Highest Common Factor of 4891, 8134 using Euclid's algorithm

Created By : Jatin Gogia

Reviewed By : Rajasekhar Valipishetty

Last Updated : Apr 06, 2023


HCF Calculator using the Euclid Division Algorithm helps you to find the Highest common factor (HCF) easily for 4891, 8134 i.e. 1 the largest integer that leaves a remainder zero for all numbers.

HCF of 4891, 8134 is 1 the largest number which exactly divides all the numbers i.e. where the remainder is zero. Let us get into the working of this example.
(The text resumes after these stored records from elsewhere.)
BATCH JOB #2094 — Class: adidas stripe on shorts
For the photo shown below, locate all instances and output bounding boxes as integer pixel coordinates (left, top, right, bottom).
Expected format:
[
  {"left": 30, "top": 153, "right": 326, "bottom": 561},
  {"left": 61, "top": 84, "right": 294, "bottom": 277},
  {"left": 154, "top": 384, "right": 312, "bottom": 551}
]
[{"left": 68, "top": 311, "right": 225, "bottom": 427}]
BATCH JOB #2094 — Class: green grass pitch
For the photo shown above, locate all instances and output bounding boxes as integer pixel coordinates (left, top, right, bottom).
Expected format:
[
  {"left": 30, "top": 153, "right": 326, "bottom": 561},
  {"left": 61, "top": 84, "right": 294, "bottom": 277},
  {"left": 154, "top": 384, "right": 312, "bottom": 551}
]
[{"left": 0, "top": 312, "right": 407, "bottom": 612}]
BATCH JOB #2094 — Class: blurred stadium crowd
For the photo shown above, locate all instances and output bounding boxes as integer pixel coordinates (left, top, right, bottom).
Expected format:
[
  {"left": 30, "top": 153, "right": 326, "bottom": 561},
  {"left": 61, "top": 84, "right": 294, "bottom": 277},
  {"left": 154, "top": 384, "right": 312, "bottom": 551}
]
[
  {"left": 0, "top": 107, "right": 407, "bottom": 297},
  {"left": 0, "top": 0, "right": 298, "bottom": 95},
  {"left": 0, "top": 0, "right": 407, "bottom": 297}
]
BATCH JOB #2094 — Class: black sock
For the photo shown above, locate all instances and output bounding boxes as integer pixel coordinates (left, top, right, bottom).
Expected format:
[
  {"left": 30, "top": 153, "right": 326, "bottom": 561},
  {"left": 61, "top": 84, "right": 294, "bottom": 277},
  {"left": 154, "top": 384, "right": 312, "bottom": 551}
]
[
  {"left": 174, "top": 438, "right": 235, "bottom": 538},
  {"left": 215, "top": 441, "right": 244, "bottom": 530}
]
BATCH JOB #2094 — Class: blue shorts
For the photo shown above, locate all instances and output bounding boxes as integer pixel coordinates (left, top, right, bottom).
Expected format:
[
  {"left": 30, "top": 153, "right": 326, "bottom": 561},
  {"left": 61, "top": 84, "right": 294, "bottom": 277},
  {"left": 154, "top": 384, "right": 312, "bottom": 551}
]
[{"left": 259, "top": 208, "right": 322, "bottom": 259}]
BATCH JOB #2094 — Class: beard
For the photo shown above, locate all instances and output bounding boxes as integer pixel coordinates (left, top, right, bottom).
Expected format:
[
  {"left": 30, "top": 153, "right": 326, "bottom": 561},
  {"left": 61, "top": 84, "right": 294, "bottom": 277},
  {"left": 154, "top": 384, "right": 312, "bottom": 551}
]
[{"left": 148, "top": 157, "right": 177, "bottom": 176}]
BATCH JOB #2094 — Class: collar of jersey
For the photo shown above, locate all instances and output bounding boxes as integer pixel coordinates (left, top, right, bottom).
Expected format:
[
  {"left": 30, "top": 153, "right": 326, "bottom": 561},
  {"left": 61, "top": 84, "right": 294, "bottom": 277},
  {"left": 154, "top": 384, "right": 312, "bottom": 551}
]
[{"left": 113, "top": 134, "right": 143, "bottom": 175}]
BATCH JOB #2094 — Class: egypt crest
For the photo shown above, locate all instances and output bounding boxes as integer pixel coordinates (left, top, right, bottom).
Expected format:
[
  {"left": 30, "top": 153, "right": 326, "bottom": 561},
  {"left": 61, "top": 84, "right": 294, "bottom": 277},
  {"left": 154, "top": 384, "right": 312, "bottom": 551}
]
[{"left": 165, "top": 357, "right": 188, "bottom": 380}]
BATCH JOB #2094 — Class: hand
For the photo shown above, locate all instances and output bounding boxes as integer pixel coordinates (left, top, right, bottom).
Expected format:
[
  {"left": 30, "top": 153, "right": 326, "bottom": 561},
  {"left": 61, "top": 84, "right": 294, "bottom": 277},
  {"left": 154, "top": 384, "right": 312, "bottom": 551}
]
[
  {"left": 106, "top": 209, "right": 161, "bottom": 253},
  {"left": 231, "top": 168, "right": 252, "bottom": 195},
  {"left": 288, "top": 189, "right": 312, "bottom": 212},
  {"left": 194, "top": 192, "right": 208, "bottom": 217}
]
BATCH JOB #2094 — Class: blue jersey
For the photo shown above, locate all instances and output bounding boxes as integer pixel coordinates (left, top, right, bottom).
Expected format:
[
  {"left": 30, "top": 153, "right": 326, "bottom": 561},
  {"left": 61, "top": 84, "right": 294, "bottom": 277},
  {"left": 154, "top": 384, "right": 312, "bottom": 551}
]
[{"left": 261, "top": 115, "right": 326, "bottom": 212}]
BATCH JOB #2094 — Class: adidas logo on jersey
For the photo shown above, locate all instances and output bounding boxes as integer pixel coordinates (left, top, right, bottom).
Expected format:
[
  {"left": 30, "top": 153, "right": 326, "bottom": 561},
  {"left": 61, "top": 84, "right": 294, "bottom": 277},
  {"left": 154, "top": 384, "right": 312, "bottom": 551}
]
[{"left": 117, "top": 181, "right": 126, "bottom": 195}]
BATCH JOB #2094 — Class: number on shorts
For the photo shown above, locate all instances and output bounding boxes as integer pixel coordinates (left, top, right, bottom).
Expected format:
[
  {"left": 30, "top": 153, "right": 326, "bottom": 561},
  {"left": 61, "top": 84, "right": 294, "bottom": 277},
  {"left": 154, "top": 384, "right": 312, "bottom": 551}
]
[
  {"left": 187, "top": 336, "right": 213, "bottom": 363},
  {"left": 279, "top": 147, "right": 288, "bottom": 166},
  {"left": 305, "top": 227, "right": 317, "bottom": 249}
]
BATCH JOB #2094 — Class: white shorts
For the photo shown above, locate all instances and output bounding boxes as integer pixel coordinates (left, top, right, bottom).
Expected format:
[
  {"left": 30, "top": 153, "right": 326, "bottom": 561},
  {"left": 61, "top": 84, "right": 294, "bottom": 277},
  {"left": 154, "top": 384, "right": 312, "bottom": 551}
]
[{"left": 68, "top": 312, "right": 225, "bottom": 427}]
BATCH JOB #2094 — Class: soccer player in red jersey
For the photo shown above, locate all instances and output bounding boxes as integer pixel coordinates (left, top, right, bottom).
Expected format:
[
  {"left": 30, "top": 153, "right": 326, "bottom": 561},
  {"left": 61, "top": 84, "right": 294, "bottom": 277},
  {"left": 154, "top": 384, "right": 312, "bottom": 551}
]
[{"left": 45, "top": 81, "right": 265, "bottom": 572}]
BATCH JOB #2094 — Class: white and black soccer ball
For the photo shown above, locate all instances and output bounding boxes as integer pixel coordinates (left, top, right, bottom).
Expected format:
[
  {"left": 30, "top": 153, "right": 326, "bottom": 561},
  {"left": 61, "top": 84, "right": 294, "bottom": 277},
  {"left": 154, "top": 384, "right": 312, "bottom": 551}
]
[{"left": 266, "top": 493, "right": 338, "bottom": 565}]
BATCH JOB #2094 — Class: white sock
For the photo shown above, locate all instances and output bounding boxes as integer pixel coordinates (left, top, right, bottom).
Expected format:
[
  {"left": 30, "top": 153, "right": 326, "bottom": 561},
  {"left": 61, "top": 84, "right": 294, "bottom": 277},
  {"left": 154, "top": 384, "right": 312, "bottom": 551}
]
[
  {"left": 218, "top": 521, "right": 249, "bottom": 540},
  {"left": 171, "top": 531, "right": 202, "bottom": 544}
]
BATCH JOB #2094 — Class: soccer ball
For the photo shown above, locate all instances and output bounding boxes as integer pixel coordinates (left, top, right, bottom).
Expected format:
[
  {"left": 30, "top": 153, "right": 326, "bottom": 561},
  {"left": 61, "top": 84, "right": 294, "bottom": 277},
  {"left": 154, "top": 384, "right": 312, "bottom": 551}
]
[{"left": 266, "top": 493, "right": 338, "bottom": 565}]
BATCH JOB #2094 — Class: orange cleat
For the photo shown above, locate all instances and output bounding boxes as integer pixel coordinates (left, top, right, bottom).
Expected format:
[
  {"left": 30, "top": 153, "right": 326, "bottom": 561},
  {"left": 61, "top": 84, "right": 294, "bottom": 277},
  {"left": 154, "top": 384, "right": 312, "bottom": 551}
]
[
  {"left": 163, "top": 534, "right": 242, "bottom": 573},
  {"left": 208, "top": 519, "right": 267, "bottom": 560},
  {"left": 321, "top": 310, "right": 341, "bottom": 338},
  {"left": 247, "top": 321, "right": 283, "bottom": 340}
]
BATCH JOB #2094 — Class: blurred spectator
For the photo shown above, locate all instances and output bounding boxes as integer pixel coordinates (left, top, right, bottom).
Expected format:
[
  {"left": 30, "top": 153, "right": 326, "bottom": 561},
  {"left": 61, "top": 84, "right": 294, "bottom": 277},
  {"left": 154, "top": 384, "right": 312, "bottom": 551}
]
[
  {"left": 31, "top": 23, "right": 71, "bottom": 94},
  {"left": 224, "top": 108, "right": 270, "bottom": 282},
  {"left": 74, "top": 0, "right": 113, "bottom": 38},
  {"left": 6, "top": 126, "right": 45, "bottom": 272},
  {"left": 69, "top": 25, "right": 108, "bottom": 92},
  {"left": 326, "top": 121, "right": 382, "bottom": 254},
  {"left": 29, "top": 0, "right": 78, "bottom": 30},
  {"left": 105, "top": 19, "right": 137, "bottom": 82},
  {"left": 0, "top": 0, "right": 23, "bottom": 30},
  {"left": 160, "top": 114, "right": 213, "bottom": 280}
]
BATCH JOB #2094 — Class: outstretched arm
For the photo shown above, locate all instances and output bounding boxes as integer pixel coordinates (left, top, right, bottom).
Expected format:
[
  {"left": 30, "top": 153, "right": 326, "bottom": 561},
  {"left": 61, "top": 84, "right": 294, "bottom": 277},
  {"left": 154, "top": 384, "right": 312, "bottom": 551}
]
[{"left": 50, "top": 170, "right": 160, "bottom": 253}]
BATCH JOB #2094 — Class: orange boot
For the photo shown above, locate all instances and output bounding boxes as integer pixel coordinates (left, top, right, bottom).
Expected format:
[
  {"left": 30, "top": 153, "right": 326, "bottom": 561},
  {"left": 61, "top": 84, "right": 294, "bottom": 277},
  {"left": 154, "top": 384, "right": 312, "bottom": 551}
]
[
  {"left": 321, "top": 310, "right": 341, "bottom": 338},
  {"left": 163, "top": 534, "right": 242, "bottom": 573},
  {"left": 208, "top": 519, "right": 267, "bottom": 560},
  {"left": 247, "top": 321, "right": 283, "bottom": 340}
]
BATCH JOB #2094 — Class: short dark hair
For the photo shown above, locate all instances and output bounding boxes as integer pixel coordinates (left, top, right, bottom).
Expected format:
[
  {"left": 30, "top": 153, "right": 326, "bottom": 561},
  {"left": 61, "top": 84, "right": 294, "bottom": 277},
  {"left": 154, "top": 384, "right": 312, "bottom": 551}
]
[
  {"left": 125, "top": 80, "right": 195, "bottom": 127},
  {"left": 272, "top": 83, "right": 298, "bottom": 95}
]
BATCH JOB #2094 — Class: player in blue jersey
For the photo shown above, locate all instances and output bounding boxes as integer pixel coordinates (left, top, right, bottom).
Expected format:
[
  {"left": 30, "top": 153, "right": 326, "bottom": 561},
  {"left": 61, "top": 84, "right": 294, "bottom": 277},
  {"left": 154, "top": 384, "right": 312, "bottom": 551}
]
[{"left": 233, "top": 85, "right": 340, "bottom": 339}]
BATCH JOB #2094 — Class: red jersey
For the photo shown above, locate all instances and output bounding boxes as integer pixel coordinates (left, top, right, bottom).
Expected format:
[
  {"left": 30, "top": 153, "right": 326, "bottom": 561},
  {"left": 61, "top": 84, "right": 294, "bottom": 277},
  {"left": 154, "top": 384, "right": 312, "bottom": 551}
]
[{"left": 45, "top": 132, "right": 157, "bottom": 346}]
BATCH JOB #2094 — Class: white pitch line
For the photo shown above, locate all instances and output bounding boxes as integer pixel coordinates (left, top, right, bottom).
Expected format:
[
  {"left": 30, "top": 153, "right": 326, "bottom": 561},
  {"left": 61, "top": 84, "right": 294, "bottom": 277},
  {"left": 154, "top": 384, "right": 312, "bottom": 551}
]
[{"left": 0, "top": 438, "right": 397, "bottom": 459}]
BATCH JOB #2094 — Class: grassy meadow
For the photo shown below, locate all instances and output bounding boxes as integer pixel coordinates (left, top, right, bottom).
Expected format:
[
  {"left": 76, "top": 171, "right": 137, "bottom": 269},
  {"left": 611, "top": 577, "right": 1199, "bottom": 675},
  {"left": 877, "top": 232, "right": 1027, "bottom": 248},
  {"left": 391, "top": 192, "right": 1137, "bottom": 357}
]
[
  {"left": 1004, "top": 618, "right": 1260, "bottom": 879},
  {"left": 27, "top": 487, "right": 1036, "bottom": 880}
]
Consider we have numbers 4891, 8134 and we need to find the HCF of these numbers. To do so, we need to choose the largest integer first and then as per Euclid's Division Lemma a = bq + r where 0 ≤ r ≤ b

Highest common factor (HCF) of 4891, 8134 is 1.

HCF(4891, 8134) = 1

HCF of 4891, 8134 using Euclid's algorithm

Highest common factor or Highest common divisor (hcd) can be calculated by Euclid's algotithm.

HCF of:

Highest common factor (HCF) of 4891, 8134 is 1.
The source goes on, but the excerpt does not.